Bass is absolutely a case where power matters. Lower powered sources seemed to result in a touch less articulation in the mid and sub-bass regions. Definitely step up from the simple headphone adapter with this set.

Mids: Mid response is forward and rich with detail, but isn’t shouty. The warming tuning of the bass makes the mid-range also sound a bit warm, which I like for male vocales in particular (see, Jonny Craig’s U.S.S. Regret) Female vocals sound a bit more lush on this set (Adele’s Rolling in the Deep). Pianos are clear, articulate, and beautiful. I love the texture these earphones are able to provide. Compared to the Xenns, I’d say they’re equals. Mid response is very, very good. 

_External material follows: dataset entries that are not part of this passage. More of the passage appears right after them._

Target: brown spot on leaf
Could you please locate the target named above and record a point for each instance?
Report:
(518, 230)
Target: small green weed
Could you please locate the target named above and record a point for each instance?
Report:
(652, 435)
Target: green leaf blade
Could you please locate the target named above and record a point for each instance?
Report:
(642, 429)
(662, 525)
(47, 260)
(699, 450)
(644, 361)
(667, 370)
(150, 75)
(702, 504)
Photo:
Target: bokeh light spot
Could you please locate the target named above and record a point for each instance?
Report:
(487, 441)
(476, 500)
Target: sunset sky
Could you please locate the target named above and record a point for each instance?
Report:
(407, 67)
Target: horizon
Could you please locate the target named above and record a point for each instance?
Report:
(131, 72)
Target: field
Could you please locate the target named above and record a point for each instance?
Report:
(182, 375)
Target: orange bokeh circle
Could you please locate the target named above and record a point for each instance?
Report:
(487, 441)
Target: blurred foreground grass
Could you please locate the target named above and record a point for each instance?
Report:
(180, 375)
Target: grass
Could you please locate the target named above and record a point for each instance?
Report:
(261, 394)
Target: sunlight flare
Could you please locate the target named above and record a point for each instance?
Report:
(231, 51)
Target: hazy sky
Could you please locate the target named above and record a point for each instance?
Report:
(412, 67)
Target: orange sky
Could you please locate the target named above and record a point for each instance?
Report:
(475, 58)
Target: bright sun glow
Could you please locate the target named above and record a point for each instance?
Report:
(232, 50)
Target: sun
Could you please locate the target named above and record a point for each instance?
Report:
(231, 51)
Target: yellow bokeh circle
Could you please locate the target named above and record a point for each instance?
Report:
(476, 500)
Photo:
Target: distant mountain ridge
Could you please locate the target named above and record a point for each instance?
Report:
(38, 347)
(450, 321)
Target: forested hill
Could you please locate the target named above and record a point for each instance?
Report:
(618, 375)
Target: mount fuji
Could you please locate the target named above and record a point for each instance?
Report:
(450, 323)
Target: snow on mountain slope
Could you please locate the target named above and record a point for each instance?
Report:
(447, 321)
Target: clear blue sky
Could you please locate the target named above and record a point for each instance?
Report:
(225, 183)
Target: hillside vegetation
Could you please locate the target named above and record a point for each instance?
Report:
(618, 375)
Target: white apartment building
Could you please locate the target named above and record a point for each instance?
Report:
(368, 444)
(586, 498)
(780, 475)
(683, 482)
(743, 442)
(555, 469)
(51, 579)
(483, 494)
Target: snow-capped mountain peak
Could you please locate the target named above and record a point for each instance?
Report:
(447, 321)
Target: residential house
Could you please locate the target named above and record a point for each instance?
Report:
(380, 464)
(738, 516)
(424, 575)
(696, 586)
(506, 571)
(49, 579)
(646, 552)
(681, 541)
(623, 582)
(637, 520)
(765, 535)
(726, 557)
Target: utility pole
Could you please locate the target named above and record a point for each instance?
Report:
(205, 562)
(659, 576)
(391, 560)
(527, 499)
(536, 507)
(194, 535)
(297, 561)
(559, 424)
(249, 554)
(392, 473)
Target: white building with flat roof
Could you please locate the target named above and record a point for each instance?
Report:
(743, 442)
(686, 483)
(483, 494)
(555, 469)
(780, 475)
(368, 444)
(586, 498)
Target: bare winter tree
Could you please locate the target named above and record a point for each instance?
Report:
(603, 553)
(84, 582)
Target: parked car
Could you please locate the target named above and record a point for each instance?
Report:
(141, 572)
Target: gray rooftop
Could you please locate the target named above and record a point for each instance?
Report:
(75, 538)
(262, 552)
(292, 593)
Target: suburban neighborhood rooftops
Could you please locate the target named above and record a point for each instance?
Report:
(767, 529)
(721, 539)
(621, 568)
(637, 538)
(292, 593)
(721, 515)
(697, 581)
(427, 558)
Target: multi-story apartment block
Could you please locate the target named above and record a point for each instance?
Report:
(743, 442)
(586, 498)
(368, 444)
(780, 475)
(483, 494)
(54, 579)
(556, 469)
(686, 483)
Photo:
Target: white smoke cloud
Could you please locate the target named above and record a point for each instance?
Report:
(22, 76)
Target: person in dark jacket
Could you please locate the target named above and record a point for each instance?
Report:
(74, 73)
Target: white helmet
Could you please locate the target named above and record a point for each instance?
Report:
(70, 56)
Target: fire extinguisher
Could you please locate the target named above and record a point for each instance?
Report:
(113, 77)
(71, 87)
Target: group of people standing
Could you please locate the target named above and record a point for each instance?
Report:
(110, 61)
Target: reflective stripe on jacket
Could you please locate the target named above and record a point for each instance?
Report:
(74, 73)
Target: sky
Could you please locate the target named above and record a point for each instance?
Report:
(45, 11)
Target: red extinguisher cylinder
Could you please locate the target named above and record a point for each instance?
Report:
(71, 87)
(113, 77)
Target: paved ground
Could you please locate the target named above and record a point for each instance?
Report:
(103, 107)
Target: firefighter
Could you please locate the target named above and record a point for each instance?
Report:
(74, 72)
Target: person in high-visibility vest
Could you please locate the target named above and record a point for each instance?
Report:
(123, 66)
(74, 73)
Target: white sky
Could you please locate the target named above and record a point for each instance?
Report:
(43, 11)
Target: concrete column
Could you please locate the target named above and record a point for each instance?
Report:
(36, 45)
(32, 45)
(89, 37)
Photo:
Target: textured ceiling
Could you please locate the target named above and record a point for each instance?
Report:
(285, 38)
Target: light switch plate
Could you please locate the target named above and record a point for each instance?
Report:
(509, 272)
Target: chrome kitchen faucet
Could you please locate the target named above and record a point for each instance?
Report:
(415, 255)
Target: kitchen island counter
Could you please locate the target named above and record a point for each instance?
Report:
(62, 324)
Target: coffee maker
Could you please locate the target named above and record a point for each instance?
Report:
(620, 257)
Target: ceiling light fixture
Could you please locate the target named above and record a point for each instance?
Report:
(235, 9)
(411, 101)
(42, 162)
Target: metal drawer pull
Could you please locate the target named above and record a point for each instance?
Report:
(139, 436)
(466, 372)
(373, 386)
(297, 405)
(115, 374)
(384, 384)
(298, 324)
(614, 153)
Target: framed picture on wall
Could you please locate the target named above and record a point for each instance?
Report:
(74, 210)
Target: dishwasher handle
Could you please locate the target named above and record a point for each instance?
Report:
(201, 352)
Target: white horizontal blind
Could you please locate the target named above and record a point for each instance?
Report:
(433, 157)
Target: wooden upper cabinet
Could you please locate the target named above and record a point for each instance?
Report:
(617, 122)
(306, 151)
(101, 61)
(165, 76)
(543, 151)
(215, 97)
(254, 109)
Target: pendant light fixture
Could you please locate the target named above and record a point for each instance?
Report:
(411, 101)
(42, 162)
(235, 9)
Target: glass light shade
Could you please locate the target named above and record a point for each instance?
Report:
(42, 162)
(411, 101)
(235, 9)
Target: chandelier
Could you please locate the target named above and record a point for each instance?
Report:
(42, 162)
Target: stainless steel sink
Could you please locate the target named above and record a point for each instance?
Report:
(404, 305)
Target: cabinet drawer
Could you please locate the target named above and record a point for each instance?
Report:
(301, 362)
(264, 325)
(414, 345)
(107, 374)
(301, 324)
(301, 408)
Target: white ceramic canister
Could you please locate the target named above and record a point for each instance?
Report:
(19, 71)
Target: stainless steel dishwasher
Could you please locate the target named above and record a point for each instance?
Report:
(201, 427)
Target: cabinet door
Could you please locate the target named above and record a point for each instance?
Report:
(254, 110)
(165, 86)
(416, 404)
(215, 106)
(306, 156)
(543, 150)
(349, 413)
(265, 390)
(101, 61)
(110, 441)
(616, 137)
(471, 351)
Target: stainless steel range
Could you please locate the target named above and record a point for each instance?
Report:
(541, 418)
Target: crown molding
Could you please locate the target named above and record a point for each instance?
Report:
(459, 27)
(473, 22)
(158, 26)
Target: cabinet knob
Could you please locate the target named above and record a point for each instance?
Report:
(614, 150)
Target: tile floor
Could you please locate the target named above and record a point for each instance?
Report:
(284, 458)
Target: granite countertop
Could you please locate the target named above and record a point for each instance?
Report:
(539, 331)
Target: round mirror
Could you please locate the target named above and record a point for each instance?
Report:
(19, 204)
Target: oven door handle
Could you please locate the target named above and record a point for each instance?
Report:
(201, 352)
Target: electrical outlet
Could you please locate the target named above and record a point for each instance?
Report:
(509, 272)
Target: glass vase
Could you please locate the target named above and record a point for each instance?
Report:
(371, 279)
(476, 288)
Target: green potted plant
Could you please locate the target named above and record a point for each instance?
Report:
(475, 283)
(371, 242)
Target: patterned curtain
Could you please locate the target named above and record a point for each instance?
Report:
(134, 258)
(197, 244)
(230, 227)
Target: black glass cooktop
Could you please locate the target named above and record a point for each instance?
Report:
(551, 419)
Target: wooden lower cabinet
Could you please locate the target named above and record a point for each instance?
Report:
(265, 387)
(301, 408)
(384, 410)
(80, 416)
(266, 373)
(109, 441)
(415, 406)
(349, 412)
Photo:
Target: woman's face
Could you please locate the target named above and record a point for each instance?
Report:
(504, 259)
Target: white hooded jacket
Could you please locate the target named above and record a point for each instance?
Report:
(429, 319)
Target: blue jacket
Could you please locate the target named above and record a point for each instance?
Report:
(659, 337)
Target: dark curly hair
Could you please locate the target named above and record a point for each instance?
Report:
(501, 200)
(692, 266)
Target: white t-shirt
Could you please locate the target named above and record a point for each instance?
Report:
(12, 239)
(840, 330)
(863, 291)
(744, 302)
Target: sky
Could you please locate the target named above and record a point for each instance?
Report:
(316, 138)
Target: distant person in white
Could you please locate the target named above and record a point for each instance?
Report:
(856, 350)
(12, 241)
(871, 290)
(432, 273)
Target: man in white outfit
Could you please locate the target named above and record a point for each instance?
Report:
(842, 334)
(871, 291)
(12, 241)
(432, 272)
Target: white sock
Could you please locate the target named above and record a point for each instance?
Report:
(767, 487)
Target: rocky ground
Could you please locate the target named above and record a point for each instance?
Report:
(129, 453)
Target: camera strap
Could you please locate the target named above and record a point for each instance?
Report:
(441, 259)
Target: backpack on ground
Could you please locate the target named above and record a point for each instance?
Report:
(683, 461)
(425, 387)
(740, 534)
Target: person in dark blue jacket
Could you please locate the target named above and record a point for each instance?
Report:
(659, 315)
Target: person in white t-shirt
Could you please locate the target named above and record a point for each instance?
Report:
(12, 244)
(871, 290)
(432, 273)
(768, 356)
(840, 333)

Treble: Treble is detailed but relaxed. There is no sibilance with this set, however, there is still air and space in the music and environment. Treble response is easy, which is well demonstrated on classical tracks like A Model of the Universe by Johann Johannsson and more contemporary acoustic such as Wrecking Ball by Dustin Kensrue and really allows the guitar and air within the environment to sound realistic and immersive. 

Technical Performance, Soundstage, and Imaging: The technical performance of this set is befitting of its price and is all-around impressive. The soundstage is impressively wide, which gives instruments and sound sources a realistic sense of depth and separation. Positionality of instruments is spot-on and easy to determine, which also works to its benefit if you plug these in to play games at your PC. Detail retrieval is excellent across the frequency band, though the tuning leads to less sparkle and more of a relaxed, fun sound signature. Technically, these lack nothing next to the Mangird Xenns Up. 

Gaming: Like most high-end sets, the Mahina is going to work perfectly fine for gaming, but that’s not why you choose this set. If you do, you’ll find that the added bass lends soundtracks and action filled moments more weight and impact. Likewise, the sense of space and great positioning making competitive gaming and immersive single-player games more engaging and fun. Still, my go-to recommendation is Dolby Atmos for Headphones and that remains true here. Enable it for the best gaming experience with these headphones as it enhances spatial awareness and soundstage even further. 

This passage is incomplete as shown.